Mike Wilson

No. 67, 65, 62
- Positions: Tackle, Guard

Personal information
- Born: October 20, 1947 (age 78) Wilmington, Ohio, U.S.
- Listed height: 6 ft 3 in (1.91 m)
- Listed weight: 245 lb (111 kg)

Career information
- High school: Wilmington
- College: Dayton (1965-1968)
- NFL draft: 1969: 14th round, 343rd overall pick

Career history
- Cincinnati Bengals (1969-1970); Buffalo Bills (1971); Detroit Wheels (1974); Chicago Winds (1975); Philadelphia Bell (1975); Kansas City Chiefs (1975); Hamilton Tiger-Cats (1976–1978); Edmonton Eskimos (1979–1980); Los Angeles Express (1983); Washington Federals (1983);

Awards and highlights
- 2× Grey Cup champion (1979, 1980); 2× CFL Most Outstanding Offensive Lineman (1979, 1980); 2× DeMarco-Becket Memorial Trophy (1979, 1980); 2× CFL All-Star (1979, 1980); 2× CFL West All-Star (1979, 1980);

Career NFL/AFL statistics
- Games played: 26
- Games started: 15
- Fumble recoveries: 1
- Stats at Pro Football Reference

= Michael Wilson (offensive lineman) =

American football player (born 1947)

Michael DeForest Wilson (born October 20, 1947) is an American former professional football player who was a tackle for the Cincinnati Bengals, Buffalo Bills, and Kansas City Chiefs of the National Football League (NFL) from 1969 to 1975.
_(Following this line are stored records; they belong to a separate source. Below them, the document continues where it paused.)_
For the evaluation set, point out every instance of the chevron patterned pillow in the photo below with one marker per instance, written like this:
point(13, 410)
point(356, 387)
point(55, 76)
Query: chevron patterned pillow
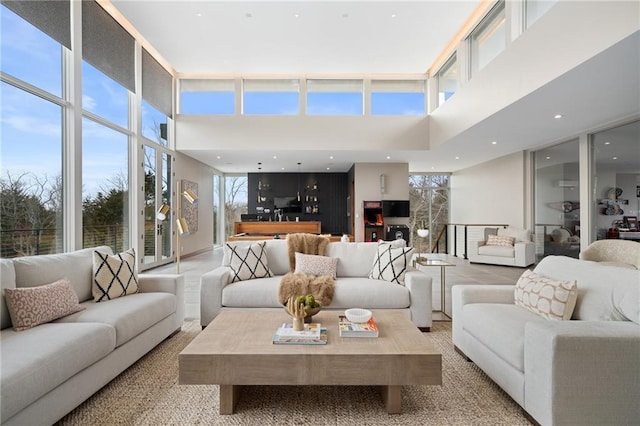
point(114, 275)
point(249, 262)
point(391, 263)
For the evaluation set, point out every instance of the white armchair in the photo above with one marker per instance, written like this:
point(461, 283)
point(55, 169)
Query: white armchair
point(499, 251)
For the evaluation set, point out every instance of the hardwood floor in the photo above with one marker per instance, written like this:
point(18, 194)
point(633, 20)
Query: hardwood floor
point(192, 267)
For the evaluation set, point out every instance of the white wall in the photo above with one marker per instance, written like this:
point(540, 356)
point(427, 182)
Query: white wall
point(570, 33)
point(491, 193)
point(195, 171)
point(367, 188)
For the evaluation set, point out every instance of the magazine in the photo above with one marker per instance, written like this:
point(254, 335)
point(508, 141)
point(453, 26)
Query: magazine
point(356, 329)
point(313, 334)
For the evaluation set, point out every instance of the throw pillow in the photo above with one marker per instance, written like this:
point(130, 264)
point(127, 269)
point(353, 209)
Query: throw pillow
point(316, 265)
point(549, 298)
point(249, 262)
point(114, 275)
point(499, 240)
point(31, 306)
point(391, 263)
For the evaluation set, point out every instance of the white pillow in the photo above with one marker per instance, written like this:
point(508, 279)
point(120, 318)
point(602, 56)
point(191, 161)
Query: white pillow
point(311, 264)
point(391, 263)
point(249, 262)
point(549, 298)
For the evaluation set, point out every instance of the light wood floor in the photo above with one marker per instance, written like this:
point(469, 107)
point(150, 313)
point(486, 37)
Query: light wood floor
point(193, 267)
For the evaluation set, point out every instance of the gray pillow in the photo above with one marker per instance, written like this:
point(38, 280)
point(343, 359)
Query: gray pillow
point(489, 231)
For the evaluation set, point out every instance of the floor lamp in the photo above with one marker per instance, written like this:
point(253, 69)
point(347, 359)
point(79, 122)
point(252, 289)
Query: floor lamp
point(422, 233)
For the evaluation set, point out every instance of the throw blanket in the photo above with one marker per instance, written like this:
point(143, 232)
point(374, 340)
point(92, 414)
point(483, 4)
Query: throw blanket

He later played with the Edmonton Eskimos of the Canadian Football League (CFL) from 1979 to 1980, where he was an All-Star and won the CFL's Most Outstanding Offensive Lineman Award both seasons. Wilson is the only player to have ever played in the American, the National, the World, the Canadian, and the United States Football League.

Wilson played college football for the Dayton Flyers as both an offensive tackle and fullback. He graduated from Dayton in 1970.

Wilson was selected 343rd overall in the 14th round of the 1969 NFL/AFL draft by the Cincinnati Bengals. After playing three games his rookie season, in 1970 he played in all 14 games, starting 12.

Wilson was inducted into the University of Dayton Athletic Hall of Fame in 1998. He was inducted into the Wilmington High School athletic hall of fame in 2009.